Determine  $K$  such that  $K \cdot {\rm Q}_{\rm CR}(x)$  is as close as possible to  ${\rm Q}(x)$  and at the same time  ${\rm Q}(x) ≤ K · {\rm Q}_{\rm CR}(x)$  is observed for all  $x > 0$ .

$K \ = \ $


Solution

(1)  The upper bound is:

$${\rm Q_o}(x)=\frac{1}{\sqrt{\rm 2\pi}\cdot x}\cdot {\rm e}^{-x^{\rm 2}/\rm 2} \hspace{0.3cm} \Rightarrow \hspace{0.3cm} {\rm Q_o}(4 )=\frac{1}{\sqrt{\rm 2\pi}\cdot 4}\cdot {\rm e}^{-8 }\hspace{0.15cm}\underline{\approx 3.346 \cdot 10^{-5}}\hspace{0.05cm}.$$
  • The lower bound can be converted as follows:
$${\rm Q_u}( x)=(1-1/x^2) \cdot {\rm Q_o}(x) \hspace{0.3cm} \Rightarrow \hspace{0.3cm} {\rm Q_u}(4 ) \hspace{0.15cm}\underline{\approx 3.137 \cdot 10^{-5}} \hspace{0.05cm}.$$
  • The relative deviations from the  actual  value  ${\rm Q}(4) = 3.167 · 10^{–5}$  are  $+5\%$  resp.  $–1\%$.


(2)  Correct are the  solutions 1 and 2:

  • For  $x = 2$,  the actual function value  ${\rm Q}(x) = 2.275 \cdot 10^{-2}$  is bounded by  ${\rm Q_{o}}(x) = 2.7 \cdot 10^{-2}$  and  ${\rm Q_u}(x) = 2.025 \cdot 10^{-2}$, respectively.
  • The relative deviations are therefore  $18.7\%$ resp.  $-11\%,$.
  • The last statement is wrong:   Only for  $x < 0.37$   ⇒   ${\rm Q_o}(x) > 1$  is valid.

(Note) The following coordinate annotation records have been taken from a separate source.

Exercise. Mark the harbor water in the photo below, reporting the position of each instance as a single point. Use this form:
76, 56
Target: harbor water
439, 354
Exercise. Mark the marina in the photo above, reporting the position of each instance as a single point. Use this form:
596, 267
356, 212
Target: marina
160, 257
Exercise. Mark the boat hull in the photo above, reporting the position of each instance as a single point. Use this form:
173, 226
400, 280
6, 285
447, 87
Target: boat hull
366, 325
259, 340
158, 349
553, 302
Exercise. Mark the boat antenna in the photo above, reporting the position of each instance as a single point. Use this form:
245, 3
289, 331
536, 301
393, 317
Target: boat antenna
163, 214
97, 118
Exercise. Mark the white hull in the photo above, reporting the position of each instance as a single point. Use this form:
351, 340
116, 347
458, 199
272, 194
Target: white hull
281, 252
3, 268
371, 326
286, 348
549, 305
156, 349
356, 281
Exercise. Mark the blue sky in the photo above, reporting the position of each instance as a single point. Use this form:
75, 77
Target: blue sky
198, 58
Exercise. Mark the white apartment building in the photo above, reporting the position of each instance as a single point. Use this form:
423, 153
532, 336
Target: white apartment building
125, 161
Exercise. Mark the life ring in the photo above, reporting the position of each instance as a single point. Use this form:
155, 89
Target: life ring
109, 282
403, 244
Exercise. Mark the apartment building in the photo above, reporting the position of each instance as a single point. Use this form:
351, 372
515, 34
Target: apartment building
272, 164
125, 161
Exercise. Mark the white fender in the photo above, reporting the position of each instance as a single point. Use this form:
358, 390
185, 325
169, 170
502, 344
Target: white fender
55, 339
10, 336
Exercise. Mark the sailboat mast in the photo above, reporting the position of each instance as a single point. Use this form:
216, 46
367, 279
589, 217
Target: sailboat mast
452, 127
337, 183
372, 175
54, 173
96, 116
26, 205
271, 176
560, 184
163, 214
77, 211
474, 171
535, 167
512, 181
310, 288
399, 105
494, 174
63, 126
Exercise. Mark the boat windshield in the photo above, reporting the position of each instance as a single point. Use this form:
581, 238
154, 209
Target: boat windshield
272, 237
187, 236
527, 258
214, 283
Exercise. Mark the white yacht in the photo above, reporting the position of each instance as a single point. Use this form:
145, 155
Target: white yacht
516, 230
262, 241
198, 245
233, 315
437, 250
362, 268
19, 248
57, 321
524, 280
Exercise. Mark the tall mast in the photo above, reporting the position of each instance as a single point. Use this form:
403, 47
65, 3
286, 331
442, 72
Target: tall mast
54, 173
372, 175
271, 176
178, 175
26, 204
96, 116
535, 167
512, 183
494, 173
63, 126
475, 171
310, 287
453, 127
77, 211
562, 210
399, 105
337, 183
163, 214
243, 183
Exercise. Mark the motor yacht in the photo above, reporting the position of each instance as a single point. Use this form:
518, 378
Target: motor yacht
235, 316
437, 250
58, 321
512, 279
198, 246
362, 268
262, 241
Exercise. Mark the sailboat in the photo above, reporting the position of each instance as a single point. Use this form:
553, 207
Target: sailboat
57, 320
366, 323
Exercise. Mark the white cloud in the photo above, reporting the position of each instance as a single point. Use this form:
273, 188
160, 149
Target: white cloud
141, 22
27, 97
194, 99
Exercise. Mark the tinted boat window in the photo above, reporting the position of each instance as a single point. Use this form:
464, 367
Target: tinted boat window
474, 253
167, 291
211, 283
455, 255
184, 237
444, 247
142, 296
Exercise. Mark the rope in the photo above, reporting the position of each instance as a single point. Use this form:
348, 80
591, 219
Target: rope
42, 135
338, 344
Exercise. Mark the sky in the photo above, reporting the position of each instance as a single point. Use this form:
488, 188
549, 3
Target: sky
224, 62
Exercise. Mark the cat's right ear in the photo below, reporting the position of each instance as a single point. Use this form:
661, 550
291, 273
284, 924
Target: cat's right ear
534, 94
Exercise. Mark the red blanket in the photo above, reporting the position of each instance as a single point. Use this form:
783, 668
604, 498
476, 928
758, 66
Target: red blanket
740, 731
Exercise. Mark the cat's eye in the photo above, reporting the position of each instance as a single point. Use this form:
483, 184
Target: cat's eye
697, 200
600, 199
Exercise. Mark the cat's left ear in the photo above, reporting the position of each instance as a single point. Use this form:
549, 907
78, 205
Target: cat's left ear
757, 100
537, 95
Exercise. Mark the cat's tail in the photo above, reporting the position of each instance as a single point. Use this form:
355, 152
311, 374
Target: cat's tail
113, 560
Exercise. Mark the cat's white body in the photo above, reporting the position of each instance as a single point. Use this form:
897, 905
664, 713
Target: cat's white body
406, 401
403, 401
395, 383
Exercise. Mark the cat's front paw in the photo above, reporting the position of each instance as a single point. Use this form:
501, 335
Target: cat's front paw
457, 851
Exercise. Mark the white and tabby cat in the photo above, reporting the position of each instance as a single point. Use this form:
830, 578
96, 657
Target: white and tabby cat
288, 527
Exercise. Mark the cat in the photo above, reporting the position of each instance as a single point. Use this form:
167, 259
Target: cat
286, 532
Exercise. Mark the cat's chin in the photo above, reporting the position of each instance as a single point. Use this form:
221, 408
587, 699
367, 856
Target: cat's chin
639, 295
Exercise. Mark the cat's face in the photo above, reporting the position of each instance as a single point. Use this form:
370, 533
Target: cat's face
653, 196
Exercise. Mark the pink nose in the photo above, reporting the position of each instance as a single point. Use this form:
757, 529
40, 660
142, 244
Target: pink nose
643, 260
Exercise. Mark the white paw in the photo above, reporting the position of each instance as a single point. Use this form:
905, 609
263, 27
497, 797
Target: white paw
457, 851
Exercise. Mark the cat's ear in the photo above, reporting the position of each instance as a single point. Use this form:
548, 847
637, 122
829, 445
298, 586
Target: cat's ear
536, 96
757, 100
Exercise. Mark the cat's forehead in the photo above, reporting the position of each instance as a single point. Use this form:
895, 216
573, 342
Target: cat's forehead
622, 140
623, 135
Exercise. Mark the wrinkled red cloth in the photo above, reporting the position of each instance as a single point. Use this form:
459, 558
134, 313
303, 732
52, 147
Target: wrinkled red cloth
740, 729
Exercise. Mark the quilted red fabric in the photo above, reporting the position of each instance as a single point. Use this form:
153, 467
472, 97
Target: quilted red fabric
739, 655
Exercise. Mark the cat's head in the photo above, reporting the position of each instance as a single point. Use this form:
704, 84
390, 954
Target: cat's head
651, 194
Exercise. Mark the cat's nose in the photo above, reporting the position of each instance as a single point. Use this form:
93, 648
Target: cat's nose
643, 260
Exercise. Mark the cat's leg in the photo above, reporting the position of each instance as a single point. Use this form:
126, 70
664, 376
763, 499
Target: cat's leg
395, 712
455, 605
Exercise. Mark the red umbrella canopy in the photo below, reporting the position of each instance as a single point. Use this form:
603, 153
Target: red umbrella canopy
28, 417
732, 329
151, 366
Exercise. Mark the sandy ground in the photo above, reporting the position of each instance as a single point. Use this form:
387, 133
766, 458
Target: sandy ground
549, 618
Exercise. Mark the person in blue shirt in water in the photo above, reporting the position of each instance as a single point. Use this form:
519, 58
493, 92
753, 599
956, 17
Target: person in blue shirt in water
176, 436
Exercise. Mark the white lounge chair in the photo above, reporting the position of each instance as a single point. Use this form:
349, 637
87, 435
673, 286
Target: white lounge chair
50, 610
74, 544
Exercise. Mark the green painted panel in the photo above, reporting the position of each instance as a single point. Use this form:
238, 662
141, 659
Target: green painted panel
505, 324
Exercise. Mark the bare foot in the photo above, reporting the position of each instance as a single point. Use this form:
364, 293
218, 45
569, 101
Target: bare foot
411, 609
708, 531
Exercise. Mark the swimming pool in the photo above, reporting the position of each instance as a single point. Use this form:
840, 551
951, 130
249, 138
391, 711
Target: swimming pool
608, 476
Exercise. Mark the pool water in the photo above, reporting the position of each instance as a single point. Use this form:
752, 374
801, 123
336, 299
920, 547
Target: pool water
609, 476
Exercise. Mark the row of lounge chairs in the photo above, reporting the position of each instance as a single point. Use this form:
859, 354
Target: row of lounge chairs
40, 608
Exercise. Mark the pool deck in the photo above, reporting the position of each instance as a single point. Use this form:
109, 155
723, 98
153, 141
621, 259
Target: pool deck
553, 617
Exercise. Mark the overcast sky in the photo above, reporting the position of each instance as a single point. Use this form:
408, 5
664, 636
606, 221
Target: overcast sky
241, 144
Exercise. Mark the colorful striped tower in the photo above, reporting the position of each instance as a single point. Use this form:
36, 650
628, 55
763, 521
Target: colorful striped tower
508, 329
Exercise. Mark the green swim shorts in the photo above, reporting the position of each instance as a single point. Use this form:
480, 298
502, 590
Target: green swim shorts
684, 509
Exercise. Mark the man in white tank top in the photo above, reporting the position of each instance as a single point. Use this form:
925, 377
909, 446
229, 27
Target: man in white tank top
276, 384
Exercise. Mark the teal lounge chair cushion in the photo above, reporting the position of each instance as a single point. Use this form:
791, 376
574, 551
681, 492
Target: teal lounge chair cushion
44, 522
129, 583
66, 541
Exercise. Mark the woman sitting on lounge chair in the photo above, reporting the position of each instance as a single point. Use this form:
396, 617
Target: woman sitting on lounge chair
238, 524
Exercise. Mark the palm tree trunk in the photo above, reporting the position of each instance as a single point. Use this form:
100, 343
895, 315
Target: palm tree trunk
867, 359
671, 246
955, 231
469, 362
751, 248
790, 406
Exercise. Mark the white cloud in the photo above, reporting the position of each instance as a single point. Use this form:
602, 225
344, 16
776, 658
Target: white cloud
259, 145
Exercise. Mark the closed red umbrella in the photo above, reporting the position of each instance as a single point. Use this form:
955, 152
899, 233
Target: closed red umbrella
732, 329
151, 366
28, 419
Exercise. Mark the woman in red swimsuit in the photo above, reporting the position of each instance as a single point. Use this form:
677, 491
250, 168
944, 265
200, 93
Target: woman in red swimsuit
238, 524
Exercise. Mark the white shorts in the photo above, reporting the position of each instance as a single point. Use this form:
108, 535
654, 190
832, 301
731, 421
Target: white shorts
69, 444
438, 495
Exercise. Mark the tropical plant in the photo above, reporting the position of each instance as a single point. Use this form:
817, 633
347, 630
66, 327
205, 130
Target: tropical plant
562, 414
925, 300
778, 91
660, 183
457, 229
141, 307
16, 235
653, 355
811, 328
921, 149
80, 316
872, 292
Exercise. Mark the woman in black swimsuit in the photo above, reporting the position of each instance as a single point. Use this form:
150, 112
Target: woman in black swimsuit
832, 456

(3)  For the quotient of  ${\rm Q}_{\rm CR}(x)$  and  ${\rm Q_o}(x)$,  according to the given equations:

$$q(x) = \frac{{\rm Q_{CR}}(x)}{{\rm Q_{o}}(x)} = \frac{{\rm exp}(-x^2/2)}{{\rm exp}(-x^2/2)/({\sqrt{2\pi} \cdot x})} = {\sqrt{2\pi} \cdot x}$$
$$\Rightarrow \hspace{0.3cm} q(x) \approx 2.5 \cdot x \hspace{0.3cm} \Rightarrow \hspace{0.3cm} q(x =2) \hspace{0.15cm}\underline{=5}\hspace{0.05cm}, \hspace{0.2cm}q(x =4)\hspace{0.15cm}\underline{=10}\hspace{0.05cm}, \hspace{0.2cm}q(x =6) \hspace{0.15cm}\underline{=15}\hspace{0.05cm}.$$
  • The larger the abscissa value  $x$  is,  the more inaccurately  ${\rm Q}(x)$  is approximated by  ${\rm Q}_{\rm CR}(x)$.
  • When looking at the graph in the information section,  I first had the impression that  ${\rm Q}_{\rm CR}(x)$  results from  ${\rm Q}(x)$  by shifting to the right or shifting up. 
  • But this is only an optical illusion and does not correspond to the facts.



(4)  With  $\underline{K = 0.5}$  the new bound  $0.5 \cdot {\rm Q}_{\rm CR}(x)$  for  $x = 0$  agrees exactly with ${\rm Q}(x=0) = 0.500$.

  • For larger abscissa values,  the falsification  $q \approx 1.25 \cdot x$  thus also becomes only half as large.